A report last month by the Trust for America's Health found West Virginia had 28.9 overdose deaths per 100,000 residents in 2010, the highest rate in the nation.
Trust for America's Health suggested West Virginia could help reduce those overdoses with a "Good Samaritan law" that would grant some degree of immunity to individuals seeking help for an overdose patient, either for themselves or someone else.
A 2011 study by the University of Washington found 88 percent of opiate users said they would be more likely to call 911 during an overdose because of the state's Good Samaritan law.
Seventeen states and Washington, D.C., already have such laws, which are intended to increase the likelihood of overdose patients or their friends calling 911 in the event of an overdose.

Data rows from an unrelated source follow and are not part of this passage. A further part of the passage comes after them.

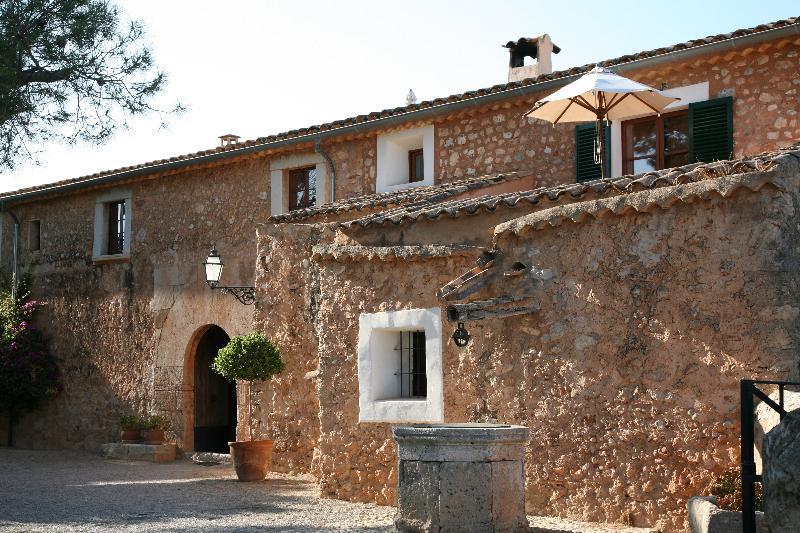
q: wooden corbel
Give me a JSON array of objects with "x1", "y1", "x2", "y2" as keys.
[
  {"x1": 447, "y1": 295, "x2": 539, "y2": 322},
  {"x1": 436, "y1": 251, "x2": 497, "y2": 301}
]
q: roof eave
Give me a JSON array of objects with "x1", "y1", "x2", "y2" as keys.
[{"x1": 0, "y1": 23, "x2": 800, "y2": 204}]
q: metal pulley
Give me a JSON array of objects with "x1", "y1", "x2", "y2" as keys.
[{"x1": 453, "y1": 322, "x2": 470, "y2": 348}]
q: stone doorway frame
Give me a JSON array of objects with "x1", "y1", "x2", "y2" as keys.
[{"x1": 153, "y1": 284, "x2": 253, "y2": 451}]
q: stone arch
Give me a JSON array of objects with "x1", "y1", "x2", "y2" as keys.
[{"x1": 153, "y1": 284, "x2": 253, "y2": 451}]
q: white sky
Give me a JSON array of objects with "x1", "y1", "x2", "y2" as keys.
[{"x1": 0, "y1": 0, "x2": 800, "y2": 191}]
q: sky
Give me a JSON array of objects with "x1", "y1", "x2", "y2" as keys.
[{"x1": 0, "y1": 0, "x2": 800, "y2": 191}]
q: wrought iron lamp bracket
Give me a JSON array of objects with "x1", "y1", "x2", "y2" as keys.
[{"x1": 211, "y1": 285, "x2": 256, "y2": 305}]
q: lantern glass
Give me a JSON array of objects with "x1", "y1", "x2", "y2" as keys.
[{"x1": 203, "y1": 248, "x2": 224, "y2": 287}]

Delegate Barbara Fleischauer, D-Monongalia, said she plans to introduce a "Good Samaritan" bill when the Legislature reconvenes Jan. 8.
She said House Health Committee Chairman Don Perdue, DWayne, and Sen. Ron Stollings, D-Boone, chairman of the Senate Health Committee, have expressed interest in the legislation.
"I think it's time," she said.
Fleischauer introduced a study resolution on an amnesty provision last year and said she received many positive responses on the idea. It passed the House but not the state Senate, so it was not adopted as a study topic during interim sessions.
But Dr. Dan Foster, a former state senator, presented a list of recommendations of the Kanawha County Substance Abuse Task Force to a joint meeting of the House and Senate health committees. Those recommendations included a Good Samaritan law.
Fleischauer said students at West Virginia University have encouraged her to introduce an amnesty law for overdose victims.